Articulada à democracia, a gestão da escola e da educação tem por escopo central ampliar a compreensão e efetivação do direito à educação, nas distintas perspectivas alcançáveis: acesso à escolaridade; condições de permanência na escola; qualidade de ensino e aprendizagem; justiça social.

Por isso, e buscando ampliar o olhar sobre a gestão da escola pública em um sentido também mais lato, este dossiê foi pensado e organizado. Seu objetivo é contribuir com a atualização do debate, promovendo a divulgação do conhecimento sobre o tema mencionado, apresentando novos aspectos, percepções e olhares sobre o problema por meio da divulgação de resultados de pesquisa de autores especialistas do campo.

Uma compilação de textos como os que apresentamos é inovadora, pois é composta por autores com forte experiência de pesquisa sobre a temática, advindos de diferentes regiões do país e do exterior, com olhares complementares, de maneira a produzir um desenho articulado entre os artigos e que permite uma visão bastante abrangente sobre o campo de investigação e, em particular, o objeto da gestão escolar e da educação.

A abertura do dossiê é feita pelo artigo do Prof. Dr. Licínio C. Lima, catedrático da Universidade do Minho/Portugal e muito conhecido do público brasileiro, tendo em vista suas constantes visitas e trabalhos em nosso país. No artigo, intitulado “Por que é tão difícil democratizar a gestão da escola pública?”, o autor luso constata que a gestão democrática da escola pública, mesmo com sua consagração no plano legal, continua sendo algo de difícil operacionalização cotidiana no plano da ação organizacional efetiva, em cada escol, em cada sistema de ensino. Assim, o texto aponta que, mesmo com a importância do referencial legal que sustenta a matéria, eles se mostram como insuficientes para garantir o cumprimento do princípio democrático da gestão escolar. O autor, então, na exploração dos elementos que se articulam com tal insuficiência, apresenta alguns dos entraves políticos, organizacionais, históricos e culturais que têm tornado complexa a efetivação da gestão democrática das escolas.

O artigo seguinte é de outro pesquisador estrangeiro. O Prof. Dr. Sebastián Donoso-Diaz coordena o IIDE da Universidad de Talca, no Chile, e é um autor muito conhecido na América Latina no tocante às temáticas da gestão e das reformas educacionais. Neste texto, “La nueva institucionalidad subnacional de educación pública chilena y los desafíos de gestión para el sistema escolar”, o autor discute a crise da educação pública em seu país considerando a reforma educacional de 1981 e seus efeitos sobre a gestão educacional, que conduziram tal política a um contexto muito complexo e controverso, no qual a luta dos estudantes nos anos de 2006 e 2011 foi um processo denunciador publicamente e internacionalmente reconhecido.

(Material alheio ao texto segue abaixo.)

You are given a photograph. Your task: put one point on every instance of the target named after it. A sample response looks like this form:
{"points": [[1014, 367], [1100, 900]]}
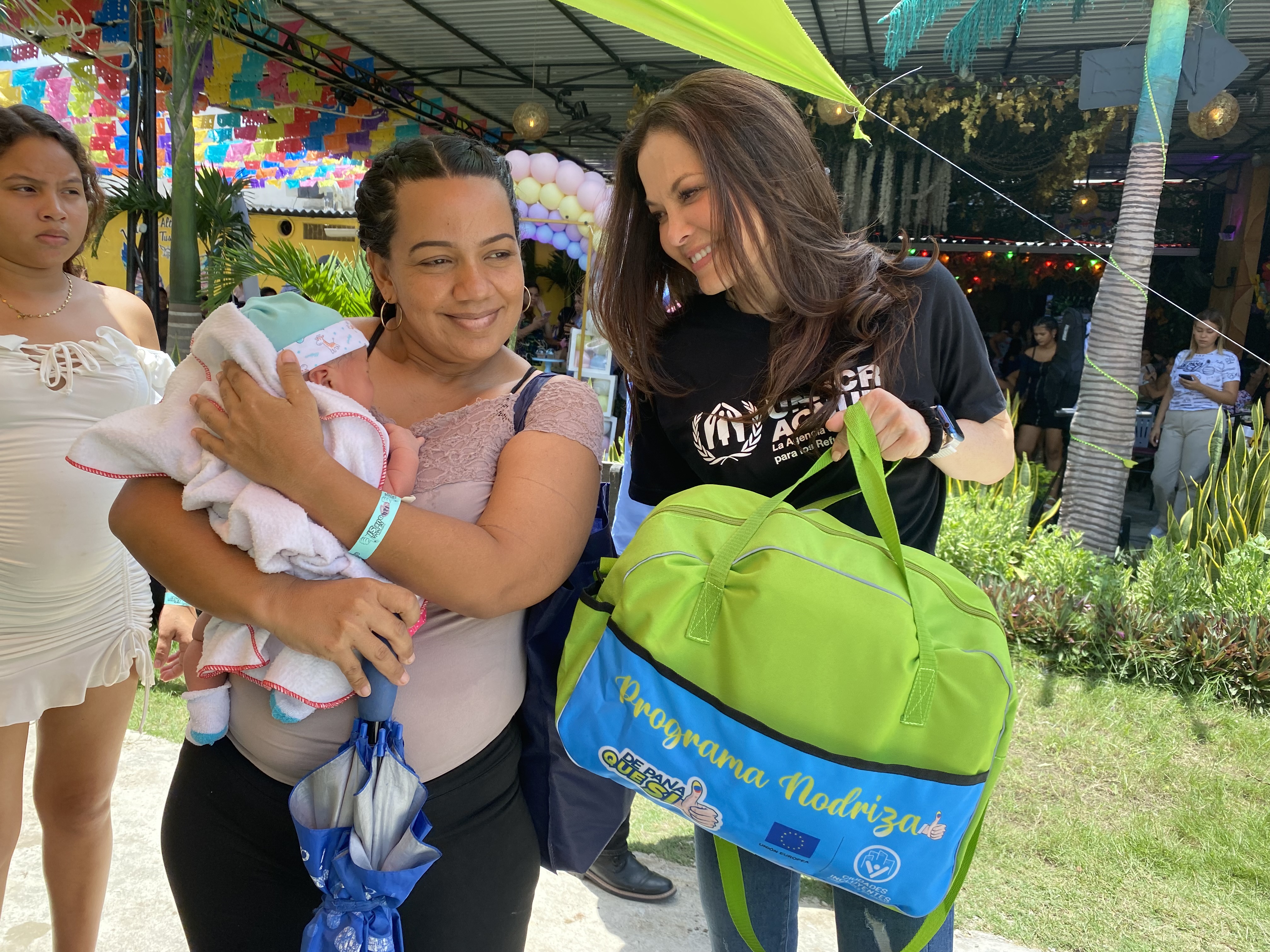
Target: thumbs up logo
{"points": [[695, 808], [934, 829]]}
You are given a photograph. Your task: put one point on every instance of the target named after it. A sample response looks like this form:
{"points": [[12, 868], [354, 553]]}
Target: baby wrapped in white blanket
{"points": [[279, 535]]}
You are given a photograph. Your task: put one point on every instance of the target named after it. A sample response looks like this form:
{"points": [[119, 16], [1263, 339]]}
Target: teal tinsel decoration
{"points": [[1218, 13], [983, 25], [907, 22]]}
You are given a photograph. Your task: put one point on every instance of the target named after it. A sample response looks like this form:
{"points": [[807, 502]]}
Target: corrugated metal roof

Esses movimentos levaram a um conjunto de propostas de alterações na política e gestão da educação chilena, cuja principal peça é uma nova lei educacional que começou a vigir agora em 2018, a qual, mesmo que ainda sem efetiva implementação (e sem condições de avaliação de resultados) não dá mostras de que conseguirá dar respostas à altura das demandas sociais, podendo representar um impacto negativo sobre a gestão da educação e das escolas do país vizinho.

Os professores doutores Cristiane Machado e Pedro Ganzeli, da UNICAMP, são os autores do terceiro trabalho deste dossiê, intitulado “Gestão educacional e materialização do direito à educação: avanços e entraves”. Neste artigo, os autores colocam em foco a gestão da educação no Brasil, questionando de que maneira o direito à educação, como disposto na Constituição Federal de 1988, tem se efetivado. Os autores fazem uma recuperação história do direito à educação no nosso país e analisam dados do Censo Escolar, para reconhecer que nas etapas da educação básica, os principais problemas que a gestão tem a enfrentar para garantir aquele mencionado direito tem relação com o acesso à educação infantil e ao ensino médio e com a qualidade de aprendizagem no ensino fundamental.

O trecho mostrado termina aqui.